Interview mit Maryam Kurowski

Aktualisiert: 28. Aug. 2019



Maryam ist eine leidenschaftliche Lobpreisleiterin und Teil des Jeremia-Werks in Friedberg. Ich liebe es mit ihr zusammen anzubeten, ihre starke Liebe zu Jesus steckt mich immer mit neuem Feuer an. Viel Spaß bei den Schätzen, die sie uns weitergibt!


Maryam, Lobpreis ist zwar Teil deines Jobs, aber es ist auch deine Berufung und so viel mehr als Musik machen. Was ist Lobpreis und Anbetung für dich?


Anbetung für mich ist unsere natürliche Antwort auf die Größe und die Schönheit Gottes. Es ist ein in Einklang Kommen mit der Realität des Himmels. Das Verlangen etwas Größeres anzubeten steckt in jedem von uns. Wir sind dazu geschaffen. Und wenn es nicht Jesus ist, dann beten wir jemanden oder etwas anderes an.


Das heißt ja eigentlich auch, dass wir jeden Tag neu entscheiden können wen oder was wir anbeten. Wie wird denn die Anbetung Gottes zu einem Lebensstil?


Es wird zu einem Lebensstil indem wir es zu einem machen. So wie das auch z.B. beim veganen Lebensstil ist. Man wird Veganer indem man seine Ernährung umstellt. Nicht durch einem äußerlichen Druck, sondern aus leidenschaftlicher Überzeugung. Ganz praktisch würde das bedeuten, regelmäßig anzubeten. Nicht aus einem komischen Zwang heraus, sondern aus einem überfließenden Herzen. Es gibt auch Momente, wo mein Herz mit Schmerz oder Trauer überfließt. An diesen Punkten fordere ich meinen Geist heraus mit dem Geist Gottes Gemeinschaft zu haben und beginne anzubeten, auch wenn es zunächst schwer fällt. Nach ein, zwei Minuten verändert sich dann meine Perspektive und ich komme in den Einklang mit der Realität Gottes.
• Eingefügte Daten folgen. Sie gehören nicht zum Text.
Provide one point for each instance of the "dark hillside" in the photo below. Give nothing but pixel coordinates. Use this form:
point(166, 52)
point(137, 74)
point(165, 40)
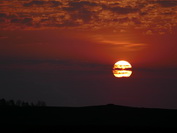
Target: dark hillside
point(106, 115)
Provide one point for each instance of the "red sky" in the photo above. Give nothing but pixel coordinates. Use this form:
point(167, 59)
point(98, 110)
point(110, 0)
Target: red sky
point(141, 31)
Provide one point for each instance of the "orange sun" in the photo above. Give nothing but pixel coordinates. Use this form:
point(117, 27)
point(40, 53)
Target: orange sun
point(122, 69)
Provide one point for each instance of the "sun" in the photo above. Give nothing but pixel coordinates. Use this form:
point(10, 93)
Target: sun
point(122, 64)
point(122, 69)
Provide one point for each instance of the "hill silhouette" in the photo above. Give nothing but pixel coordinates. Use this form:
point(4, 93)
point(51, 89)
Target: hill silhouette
point(122, 117)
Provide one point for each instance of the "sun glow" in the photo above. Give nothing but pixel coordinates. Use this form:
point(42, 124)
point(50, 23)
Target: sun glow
point(122, 69)
point(122, 65)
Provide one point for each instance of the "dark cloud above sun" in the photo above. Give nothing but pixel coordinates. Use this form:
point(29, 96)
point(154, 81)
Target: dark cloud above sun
point(150, 16)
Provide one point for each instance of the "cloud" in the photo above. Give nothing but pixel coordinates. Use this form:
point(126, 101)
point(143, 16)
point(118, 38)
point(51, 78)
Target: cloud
point(42, 3)
point(124, 10)
point(147, 15)
point(3, 37)
point(167, 3)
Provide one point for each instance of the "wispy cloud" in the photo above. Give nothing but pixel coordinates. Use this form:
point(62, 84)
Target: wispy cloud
point(149, 15)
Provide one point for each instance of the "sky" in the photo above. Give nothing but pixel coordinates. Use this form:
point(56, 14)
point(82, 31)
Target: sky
point(63, 51)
Du hast gerade angesprochen, dass unsere Anbetung etwas mit unserem Geist zu tun hat. Was geschieht denn in der geistlichen Welt, wenn wir anbeten und was macht das mit Gottes Herzen?


Wenn wir anbeten, tauchen wir ein in die Gemeinschaft der Überwinder-Gemeinde des Himmels und einer Vielzahl von Engeln und Heiligen. Wir werden eins mit der Realität, die vor dem Thron Gottes ist. In diesem Moment werden Himmel und Erde eins. In der Anbetung kann Jesus beginnen an dem Ort, an dem wir in anbeten, ganz real auf der Erde zu regieren. Wir erkennen seine Herrschaft an und bekommen einen Vorgeschmack auf das, was eines Tages für die ganze Welt kommen wird. In diesen Momenten freut sich das Herz Gottes. Er braucht unsere Anbetung nicht aber er liebt sie so sehr. Es berührt sein Herz und er jubelt mit und über uns.


Hast du Erfahrung mit Lobpreis als geistliche Kriegsführung?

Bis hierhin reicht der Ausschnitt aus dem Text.